Build and validate were always separate. The model had to write the query string from memory of what it had just introspected, then submit it for validation. That gap is exactly where hallucinated fields slip in.

What changed

Three things. None of them are clever; all of them removed a layer.

1. The subagent layer is gone

We deleted src/lib/graphql-subagents.ts outright. The 233 lines that defined Scout and Researcher are no longer in the codebase. The main agent now calls tools directly.

The reasoning: subagents make sense when you have genuinely independent sub-problems that benefit from their own narrow context. We didn't. Both Scout and Researcher were doing things the main agent could do equally well with the same tools, and the only thing the layer was adding was prompt tokens. So we pulled it.

2. `graphql_build_query` does build + validate + auto-fix in one call

The new tool takes a verified path from search results (for example query → inventoryLevels → quantities) and:

Generates a complete query with named variables.
Validates it against the live schema in the same call.
Auto-replaces any deprecated fields with their replacements and reports the swap as autoFixes.
Returns validation: { valid, errors, fixedQuery } so the agent can present the result directly when valid, or fix once and resubmit if not.

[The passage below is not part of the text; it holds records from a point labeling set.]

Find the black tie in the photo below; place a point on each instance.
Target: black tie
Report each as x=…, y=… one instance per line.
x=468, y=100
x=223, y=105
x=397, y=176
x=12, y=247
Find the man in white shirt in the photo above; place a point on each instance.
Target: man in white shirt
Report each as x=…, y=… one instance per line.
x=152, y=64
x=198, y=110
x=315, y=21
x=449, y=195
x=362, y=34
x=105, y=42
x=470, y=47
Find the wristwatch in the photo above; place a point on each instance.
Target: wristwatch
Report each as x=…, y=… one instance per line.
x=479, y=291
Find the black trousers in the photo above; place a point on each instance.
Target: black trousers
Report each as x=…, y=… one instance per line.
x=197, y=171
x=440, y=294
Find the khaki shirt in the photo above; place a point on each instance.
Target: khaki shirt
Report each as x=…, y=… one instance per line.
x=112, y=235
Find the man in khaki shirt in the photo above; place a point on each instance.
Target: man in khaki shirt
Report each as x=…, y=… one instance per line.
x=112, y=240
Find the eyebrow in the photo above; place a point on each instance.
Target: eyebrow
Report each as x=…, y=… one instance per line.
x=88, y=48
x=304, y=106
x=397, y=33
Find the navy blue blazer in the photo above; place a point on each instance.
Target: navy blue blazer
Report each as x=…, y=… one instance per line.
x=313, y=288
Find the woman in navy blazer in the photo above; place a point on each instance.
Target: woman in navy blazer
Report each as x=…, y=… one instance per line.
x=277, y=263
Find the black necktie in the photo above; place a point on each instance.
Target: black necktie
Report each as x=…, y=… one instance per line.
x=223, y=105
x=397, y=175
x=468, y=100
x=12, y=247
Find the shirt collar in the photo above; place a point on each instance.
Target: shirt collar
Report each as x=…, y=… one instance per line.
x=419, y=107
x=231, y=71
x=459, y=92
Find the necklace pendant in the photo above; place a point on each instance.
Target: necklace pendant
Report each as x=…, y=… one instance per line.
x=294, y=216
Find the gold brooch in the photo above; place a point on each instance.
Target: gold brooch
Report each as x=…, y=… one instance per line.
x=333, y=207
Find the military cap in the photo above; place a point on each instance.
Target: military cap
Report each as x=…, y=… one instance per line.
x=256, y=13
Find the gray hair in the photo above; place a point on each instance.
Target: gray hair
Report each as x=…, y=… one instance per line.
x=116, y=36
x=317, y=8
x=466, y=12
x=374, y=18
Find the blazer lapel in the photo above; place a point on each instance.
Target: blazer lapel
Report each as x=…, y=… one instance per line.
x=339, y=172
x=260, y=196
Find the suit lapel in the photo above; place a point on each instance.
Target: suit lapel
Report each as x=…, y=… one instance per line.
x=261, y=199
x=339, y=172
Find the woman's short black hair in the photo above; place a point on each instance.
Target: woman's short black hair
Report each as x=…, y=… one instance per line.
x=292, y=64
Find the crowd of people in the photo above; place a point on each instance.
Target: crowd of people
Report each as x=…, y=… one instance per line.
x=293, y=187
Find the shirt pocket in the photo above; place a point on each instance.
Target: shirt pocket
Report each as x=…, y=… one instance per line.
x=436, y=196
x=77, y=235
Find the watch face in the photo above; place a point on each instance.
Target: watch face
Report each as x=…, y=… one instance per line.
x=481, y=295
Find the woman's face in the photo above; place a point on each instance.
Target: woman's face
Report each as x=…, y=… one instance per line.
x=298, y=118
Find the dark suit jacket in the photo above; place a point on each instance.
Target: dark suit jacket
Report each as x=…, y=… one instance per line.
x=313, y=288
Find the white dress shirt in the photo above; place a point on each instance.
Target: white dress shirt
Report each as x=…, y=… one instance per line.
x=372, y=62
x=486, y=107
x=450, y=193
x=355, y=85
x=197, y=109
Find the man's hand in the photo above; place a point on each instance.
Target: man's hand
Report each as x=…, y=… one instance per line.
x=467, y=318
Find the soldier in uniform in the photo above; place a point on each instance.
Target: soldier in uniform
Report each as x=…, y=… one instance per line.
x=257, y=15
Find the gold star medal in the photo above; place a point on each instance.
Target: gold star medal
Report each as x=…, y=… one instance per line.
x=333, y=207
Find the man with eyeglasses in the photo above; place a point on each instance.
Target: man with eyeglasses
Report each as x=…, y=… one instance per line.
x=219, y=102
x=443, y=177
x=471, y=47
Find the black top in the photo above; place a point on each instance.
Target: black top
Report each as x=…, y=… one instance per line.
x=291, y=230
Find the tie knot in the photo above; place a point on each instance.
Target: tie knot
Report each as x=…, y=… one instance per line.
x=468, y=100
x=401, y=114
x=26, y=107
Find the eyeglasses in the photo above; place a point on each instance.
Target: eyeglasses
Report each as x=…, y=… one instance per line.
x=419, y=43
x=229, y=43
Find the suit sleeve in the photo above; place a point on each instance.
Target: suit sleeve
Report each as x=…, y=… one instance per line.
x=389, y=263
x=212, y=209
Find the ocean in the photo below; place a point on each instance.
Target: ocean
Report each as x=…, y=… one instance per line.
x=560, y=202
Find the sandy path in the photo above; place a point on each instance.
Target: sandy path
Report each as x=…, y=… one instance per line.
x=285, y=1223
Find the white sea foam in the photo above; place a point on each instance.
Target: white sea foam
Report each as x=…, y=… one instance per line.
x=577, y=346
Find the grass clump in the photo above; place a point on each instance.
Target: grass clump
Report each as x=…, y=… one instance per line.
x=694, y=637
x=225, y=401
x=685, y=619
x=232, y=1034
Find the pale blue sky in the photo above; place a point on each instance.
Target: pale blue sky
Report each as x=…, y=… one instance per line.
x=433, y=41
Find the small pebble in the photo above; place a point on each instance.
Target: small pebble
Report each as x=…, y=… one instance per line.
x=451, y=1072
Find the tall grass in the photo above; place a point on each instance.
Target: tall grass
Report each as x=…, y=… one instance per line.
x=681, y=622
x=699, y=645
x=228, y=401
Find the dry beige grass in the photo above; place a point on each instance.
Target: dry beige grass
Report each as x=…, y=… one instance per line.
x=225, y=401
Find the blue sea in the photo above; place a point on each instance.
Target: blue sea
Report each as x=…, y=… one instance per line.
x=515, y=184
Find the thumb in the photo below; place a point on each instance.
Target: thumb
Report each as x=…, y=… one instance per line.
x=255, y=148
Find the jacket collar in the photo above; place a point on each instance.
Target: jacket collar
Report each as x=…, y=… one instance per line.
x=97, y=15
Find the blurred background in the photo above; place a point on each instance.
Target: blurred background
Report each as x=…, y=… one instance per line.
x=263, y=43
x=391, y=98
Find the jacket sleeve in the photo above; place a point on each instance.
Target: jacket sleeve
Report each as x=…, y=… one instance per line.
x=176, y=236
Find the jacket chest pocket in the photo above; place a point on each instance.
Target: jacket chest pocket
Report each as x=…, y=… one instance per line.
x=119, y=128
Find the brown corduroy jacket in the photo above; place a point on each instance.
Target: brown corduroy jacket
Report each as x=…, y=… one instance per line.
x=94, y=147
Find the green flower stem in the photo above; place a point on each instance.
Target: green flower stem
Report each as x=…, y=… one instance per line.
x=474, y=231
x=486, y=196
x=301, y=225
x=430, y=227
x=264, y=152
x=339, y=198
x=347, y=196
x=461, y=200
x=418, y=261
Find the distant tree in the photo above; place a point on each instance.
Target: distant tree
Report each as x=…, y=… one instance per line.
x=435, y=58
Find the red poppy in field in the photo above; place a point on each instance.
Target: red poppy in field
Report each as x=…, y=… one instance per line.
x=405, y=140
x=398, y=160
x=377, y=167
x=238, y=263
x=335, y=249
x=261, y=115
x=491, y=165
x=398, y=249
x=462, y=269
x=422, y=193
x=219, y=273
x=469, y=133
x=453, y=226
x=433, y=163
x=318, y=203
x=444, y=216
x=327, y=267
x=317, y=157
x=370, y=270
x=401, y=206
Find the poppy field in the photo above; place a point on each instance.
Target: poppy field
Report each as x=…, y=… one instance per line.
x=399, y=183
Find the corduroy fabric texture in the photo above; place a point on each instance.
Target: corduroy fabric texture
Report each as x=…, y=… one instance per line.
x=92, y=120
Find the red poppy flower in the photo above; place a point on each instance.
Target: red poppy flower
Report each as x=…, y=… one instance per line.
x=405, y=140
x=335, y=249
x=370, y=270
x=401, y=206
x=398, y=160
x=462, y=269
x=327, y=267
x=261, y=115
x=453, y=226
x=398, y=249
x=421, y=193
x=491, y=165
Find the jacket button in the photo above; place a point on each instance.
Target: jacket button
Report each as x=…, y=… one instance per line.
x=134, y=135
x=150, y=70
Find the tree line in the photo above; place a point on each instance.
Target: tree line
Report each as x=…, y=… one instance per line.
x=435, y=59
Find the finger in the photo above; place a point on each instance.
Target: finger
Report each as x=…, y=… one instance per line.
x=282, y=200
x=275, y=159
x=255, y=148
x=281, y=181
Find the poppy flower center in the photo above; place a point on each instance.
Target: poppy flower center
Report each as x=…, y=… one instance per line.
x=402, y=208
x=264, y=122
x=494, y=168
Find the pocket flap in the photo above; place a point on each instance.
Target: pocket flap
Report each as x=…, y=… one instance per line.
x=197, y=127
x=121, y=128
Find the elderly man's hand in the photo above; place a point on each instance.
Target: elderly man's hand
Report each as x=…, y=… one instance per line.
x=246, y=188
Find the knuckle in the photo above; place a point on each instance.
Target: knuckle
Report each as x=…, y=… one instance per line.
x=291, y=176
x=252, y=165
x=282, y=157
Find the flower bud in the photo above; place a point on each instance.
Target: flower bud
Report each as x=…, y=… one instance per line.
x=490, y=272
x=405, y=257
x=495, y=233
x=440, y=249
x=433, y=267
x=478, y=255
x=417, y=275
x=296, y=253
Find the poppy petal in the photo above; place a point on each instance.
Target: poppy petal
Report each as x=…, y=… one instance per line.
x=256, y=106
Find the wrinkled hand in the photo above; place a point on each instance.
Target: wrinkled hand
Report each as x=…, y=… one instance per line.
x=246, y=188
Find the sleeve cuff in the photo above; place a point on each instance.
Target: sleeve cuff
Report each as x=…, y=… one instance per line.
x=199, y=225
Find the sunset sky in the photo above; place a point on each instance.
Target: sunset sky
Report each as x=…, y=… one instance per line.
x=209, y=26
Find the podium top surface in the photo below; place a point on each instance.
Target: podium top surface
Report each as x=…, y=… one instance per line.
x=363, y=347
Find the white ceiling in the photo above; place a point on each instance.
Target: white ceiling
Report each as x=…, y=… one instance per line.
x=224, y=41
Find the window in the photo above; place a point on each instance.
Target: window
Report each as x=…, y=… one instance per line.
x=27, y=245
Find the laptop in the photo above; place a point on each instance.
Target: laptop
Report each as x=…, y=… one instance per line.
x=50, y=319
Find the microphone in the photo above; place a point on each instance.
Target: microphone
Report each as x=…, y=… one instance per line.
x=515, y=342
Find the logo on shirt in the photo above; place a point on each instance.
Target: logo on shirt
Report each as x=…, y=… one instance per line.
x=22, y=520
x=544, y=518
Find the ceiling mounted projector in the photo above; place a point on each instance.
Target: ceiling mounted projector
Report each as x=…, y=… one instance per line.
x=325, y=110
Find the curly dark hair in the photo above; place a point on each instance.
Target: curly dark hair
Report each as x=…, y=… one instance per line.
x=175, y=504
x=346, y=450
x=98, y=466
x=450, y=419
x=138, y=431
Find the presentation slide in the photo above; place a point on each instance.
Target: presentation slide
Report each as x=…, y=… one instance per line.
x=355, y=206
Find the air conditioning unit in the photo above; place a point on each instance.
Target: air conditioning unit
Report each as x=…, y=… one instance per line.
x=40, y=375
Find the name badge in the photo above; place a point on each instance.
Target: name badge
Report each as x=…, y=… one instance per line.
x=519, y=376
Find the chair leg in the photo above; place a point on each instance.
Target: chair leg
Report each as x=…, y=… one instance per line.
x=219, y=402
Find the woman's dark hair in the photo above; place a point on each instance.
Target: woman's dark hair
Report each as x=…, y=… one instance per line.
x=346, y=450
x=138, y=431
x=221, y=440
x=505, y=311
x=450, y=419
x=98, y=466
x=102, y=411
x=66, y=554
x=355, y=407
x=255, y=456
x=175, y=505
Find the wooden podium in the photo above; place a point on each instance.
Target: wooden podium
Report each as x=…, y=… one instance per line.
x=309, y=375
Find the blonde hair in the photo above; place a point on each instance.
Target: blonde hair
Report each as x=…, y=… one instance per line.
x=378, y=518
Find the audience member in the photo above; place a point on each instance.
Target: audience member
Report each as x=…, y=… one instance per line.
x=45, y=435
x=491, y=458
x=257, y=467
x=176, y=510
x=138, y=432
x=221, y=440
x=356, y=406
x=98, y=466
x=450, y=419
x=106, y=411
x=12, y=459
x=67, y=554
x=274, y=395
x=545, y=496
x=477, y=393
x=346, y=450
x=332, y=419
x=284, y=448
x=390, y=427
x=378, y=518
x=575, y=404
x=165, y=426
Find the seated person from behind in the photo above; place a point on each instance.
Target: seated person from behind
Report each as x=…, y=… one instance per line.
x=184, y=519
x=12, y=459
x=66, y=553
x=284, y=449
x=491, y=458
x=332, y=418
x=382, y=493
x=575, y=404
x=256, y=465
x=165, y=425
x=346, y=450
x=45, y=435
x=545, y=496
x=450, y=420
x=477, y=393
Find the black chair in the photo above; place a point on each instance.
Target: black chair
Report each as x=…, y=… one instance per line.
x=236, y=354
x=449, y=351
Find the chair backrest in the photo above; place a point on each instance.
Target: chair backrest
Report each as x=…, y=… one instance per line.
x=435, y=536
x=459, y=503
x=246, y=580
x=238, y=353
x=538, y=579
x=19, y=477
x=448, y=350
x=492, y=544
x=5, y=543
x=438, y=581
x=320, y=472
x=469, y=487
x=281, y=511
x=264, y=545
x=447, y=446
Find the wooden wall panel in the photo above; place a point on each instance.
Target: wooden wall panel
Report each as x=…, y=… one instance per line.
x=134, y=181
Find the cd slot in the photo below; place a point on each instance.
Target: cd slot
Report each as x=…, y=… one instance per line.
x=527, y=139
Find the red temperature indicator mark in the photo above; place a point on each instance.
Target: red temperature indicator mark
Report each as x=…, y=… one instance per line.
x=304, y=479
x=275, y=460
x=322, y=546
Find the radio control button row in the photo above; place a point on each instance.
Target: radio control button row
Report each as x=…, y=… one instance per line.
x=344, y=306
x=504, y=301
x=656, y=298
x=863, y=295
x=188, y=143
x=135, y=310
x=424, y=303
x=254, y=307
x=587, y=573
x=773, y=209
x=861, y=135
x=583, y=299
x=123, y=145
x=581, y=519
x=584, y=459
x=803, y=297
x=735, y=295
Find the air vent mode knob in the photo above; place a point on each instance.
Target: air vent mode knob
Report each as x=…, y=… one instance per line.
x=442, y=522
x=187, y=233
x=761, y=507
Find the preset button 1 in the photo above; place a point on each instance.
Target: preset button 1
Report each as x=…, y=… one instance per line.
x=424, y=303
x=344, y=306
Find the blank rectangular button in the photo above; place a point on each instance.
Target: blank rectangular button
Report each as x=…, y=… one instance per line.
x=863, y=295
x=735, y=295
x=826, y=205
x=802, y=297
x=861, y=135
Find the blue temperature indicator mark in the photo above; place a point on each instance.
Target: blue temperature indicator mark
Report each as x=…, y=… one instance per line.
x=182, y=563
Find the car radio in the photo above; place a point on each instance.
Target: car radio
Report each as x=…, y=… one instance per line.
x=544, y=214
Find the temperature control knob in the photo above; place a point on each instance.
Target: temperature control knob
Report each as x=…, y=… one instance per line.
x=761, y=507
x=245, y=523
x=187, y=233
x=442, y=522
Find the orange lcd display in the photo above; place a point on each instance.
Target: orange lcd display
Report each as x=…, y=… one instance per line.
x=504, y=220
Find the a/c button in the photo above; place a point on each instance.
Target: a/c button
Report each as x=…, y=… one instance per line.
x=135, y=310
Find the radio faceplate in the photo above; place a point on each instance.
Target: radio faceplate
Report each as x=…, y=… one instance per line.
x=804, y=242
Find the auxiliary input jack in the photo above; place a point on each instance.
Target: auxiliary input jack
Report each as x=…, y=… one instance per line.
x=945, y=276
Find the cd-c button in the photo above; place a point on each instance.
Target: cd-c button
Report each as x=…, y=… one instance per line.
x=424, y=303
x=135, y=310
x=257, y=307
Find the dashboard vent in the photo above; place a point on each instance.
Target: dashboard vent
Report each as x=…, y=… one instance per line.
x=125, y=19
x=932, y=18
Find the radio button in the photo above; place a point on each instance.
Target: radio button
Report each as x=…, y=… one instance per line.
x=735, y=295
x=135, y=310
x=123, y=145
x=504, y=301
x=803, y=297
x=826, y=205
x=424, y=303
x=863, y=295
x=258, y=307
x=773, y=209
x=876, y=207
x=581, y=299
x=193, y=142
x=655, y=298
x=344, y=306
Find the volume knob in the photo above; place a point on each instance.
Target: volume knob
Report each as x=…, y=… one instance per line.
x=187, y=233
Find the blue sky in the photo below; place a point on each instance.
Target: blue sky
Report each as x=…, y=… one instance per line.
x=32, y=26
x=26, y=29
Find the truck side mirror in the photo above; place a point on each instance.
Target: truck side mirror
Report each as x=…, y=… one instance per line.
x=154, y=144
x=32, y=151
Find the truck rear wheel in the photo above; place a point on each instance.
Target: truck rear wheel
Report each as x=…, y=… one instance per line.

This collapsed the most common four-call pattern (search → introspect → build → validate) into two calls (search → build). For multi-path comparisons (think "build me three options so the user can pick"), we encourage the model to call graphql_build_query in parallel for each candidate path, which the AI SDK runtime supports natively.

3. A lighter "just give me field names" tool

graphql_introspect is powerful but expensive. On a schema with a Query root that has 500+ fields, a single deep introspect call returns a payload large enough to dominate the token budget for that turn.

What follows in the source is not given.